Personal information
- Full name: Miroje Jovanović
- Date of birth: 10 March 1987 (age 38)
- Place of birth: Titograd, SFR Yugoslavia (modern-day Podgorica, Montenegro)
- Height: 1.87 m (6 ft 1+1⁄2 in)
- Position(s): Midfielder

Senior career*
- Years: Team / Apps / (Gls)
- 2006–2007: Mladost Podgorica / 26 / (0)
- 2007–2009: Kom / 52 / (9)
- 2009–2014: Rudar Pljevlja / 138 / (19)
- 2014–2015: Mladost Podgorica / 31 / (6)
- 2015–2016: Rudar Pljevlja / 43 / (2)
- 2017–2021: Iskra Danilovgrad / 116 / (2)

International career^{‡}
- 2013–2014: Montenegro / 3 / (1)

= Miroje Jovanović =

Retired Montenegrin footballer (born 1987)

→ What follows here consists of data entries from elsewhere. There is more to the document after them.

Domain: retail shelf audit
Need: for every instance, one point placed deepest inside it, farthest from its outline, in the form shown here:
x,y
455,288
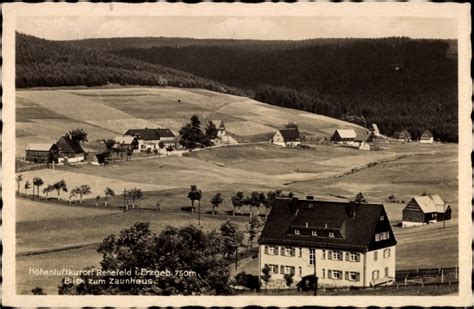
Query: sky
x,y
238,27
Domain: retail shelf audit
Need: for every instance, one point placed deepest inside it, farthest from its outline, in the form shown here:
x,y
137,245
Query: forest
x,y
397,83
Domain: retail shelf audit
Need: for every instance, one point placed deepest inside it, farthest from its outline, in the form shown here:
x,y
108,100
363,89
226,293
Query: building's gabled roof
x,y
67,145
164,133
39,147
351,233
402,134
346,133
426,134
430,203
290,134
150,134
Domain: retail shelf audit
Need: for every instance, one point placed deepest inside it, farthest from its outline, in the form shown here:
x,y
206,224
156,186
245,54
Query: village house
x,y
426,137
69,151
151,138
126,142
425,209
223,137
374,130
403,136
342,243
287,137
41,153
344,136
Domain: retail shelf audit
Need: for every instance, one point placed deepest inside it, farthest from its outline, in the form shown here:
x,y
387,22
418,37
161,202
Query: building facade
x,y
424,210
288,137
343,244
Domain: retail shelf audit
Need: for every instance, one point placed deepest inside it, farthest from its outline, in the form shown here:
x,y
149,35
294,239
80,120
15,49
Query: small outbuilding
x,y
402,136
288,137
426,137
344,136
424,210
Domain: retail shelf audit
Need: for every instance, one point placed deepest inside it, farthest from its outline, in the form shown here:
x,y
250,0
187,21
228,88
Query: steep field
x,y
44,115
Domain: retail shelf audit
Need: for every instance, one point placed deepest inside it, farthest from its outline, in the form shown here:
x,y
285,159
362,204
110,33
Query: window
x,y
375,275
312,257
289,270
353,256
353,276
337,274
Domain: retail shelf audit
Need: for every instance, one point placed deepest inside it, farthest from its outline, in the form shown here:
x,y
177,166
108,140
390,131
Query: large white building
x,y
342,243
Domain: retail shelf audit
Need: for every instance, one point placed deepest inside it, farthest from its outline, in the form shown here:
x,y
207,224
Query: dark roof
x,y
290,134
426,134
150,134
323,216
67,145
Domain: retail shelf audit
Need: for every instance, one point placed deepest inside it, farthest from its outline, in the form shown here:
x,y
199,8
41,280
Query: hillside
x,y
44,115
395,82
44,63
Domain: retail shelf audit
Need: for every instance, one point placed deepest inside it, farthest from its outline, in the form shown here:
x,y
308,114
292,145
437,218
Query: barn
x,y
402,136
425,209
426,137
287,137
41,153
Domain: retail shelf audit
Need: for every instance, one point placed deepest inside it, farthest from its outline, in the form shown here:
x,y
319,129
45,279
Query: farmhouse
x,y
287,137
151,138
342,243
69,151
425,209
345,136
426,137
126,142
41,153
403,136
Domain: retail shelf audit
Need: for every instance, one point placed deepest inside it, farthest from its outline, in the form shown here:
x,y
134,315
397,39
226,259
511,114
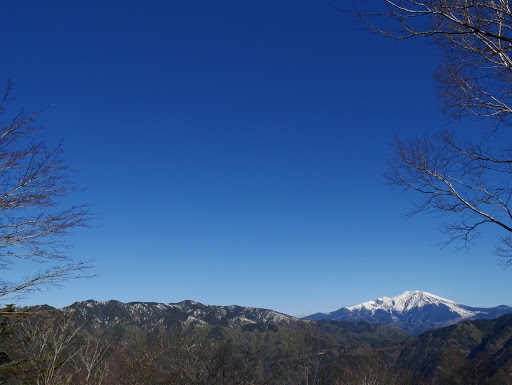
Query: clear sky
x,y
234,152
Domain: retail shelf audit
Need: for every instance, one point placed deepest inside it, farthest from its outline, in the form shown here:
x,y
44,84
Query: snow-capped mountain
x,y
412,311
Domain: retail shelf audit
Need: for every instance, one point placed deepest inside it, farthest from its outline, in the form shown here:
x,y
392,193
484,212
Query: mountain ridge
x,y
413,311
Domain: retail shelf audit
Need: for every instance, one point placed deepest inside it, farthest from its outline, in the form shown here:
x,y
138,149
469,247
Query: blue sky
x,y
234,152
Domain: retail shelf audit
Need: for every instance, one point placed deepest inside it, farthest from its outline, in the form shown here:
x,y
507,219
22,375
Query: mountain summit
x,y
412,311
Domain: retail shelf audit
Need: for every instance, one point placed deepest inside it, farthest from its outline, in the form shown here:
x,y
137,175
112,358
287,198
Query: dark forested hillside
x,y
190,343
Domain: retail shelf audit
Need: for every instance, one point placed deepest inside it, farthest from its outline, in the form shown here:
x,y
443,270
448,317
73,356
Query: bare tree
x,y
467,180
34,180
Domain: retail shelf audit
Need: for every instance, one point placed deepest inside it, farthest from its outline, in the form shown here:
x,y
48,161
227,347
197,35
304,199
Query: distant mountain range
x,y
151,314
381,327
413,312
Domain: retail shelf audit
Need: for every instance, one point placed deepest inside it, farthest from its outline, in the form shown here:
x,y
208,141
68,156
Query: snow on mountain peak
x,y
410,300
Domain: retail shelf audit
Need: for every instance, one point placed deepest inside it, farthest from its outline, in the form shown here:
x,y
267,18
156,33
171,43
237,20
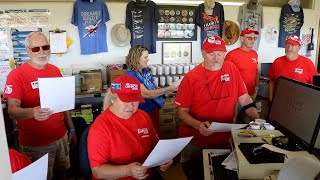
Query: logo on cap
x,y
116,86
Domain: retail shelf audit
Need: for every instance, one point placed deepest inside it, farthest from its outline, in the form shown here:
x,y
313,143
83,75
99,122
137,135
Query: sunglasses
x,y
37,48
250,38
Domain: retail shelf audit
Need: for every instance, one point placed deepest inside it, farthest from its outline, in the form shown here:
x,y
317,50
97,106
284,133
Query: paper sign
x,y
58,94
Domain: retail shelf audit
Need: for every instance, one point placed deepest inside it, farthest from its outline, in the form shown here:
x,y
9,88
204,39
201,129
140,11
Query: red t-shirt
x,y
247,64
301,69
22,84
17,160
194,94
117,141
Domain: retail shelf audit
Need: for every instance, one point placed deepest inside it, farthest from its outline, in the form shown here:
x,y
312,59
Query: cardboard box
x,y
92,80
113,73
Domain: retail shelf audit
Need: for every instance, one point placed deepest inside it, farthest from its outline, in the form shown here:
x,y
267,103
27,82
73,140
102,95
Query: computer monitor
x,y
264,69
295,111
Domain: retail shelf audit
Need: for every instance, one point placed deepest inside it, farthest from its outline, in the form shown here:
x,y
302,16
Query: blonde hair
x,y
108,99
133,57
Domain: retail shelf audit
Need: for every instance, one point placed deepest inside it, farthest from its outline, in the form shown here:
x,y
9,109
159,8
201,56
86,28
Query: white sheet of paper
x,y
36,171
58,94
225,127
165,150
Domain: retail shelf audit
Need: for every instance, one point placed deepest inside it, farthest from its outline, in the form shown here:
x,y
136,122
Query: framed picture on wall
x,y
176,52
177,23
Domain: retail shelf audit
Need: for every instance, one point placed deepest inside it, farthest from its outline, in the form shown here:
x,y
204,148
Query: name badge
x,y
34,85
225,78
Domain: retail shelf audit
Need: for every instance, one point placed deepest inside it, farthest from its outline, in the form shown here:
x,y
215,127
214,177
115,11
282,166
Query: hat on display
x,y
248,31
127,88
120,35
214,43
230,32
295,5
294,40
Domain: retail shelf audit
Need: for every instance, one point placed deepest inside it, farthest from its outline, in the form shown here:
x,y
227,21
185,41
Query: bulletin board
x,y
177,23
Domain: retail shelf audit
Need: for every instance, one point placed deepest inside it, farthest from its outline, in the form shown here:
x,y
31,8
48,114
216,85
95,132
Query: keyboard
x,y
266,157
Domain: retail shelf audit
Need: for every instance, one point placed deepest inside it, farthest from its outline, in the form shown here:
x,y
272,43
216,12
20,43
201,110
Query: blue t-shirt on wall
x,y
290,23
90,17
142,24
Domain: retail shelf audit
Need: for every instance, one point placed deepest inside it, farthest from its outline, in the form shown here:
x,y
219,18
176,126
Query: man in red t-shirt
x,y
18,161
208,94
246,61
292,65
40,131
122,136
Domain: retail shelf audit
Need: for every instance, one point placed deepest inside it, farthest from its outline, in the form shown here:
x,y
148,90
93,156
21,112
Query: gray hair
x,y
108,99
27,40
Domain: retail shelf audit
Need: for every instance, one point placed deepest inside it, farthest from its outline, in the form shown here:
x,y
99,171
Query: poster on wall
x,y
39,17
176,52
17,17
177,23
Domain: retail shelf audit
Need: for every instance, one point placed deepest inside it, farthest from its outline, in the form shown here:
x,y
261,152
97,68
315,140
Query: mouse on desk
x,y
259,151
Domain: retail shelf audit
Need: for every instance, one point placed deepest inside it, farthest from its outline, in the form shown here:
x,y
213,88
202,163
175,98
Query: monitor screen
x,y
265,68
295,111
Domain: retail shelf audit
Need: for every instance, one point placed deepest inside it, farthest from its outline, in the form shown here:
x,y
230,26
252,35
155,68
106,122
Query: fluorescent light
x,y
190,2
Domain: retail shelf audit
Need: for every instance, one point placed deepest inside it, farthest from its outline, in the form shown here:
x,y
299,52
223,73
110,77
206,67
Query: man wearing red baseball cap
x,y
246,60
122,136
208,94
292,65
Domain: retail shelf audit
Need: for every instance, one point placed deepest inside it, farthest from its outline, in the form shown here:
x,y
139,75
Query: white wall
x,y
61,13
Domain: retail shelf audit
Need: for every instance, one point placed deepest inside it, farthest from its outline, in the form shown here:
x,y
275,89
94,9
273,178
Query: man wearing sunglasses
x,y
292,65
208,94
246,60
40,131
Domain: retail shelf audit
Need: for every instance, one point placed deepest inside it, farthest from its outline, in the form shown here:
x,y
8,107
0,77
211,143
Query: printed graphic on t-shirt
x,y
34,84
291,23
91,29
225,78
211,25
137,24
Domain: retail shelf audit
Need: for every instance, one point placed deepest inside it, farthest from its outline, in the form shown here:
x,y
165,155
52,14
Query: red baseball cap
x,y
293,39
127,88
214,43
249,31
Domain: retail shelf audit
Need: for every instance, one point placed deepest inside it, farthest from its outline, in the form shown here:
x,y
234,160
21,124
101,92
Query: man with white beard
x,y
40,130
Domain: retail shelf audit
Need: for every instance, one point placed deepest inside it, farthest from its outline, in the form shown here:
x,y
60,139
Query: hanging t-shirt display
x,y
251,18
141,20
290,23
210,25
90,17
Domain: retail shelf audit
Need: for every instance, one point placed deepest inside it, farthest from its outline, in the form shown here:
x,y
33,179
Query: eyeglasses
x,y
37,48
220,89
251,38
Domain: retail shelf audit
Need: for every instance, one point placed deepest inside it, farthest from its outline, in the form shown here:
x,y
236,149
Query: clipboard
x,y
58,43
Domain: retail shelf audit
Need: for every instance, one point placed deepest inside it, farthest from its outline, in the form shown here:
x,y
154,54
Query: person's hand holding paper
x,y
165,151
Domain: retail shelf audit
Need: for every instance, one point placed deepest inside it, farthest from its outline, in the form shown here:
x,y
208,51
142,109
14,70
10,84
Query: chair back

Miroje Jovanović (Мироје Јовановић; born 10 March 1987) is a Montenegrin retired footballer who played as a midfielder.

==International career==
Jovanović made his debut for Montenegro in a November 2013 friendly match against Luxembourg, immediately scoring on his debut and has earned a total of three caps, scoring one goal. His final international was a May 2014 friendly against Iran.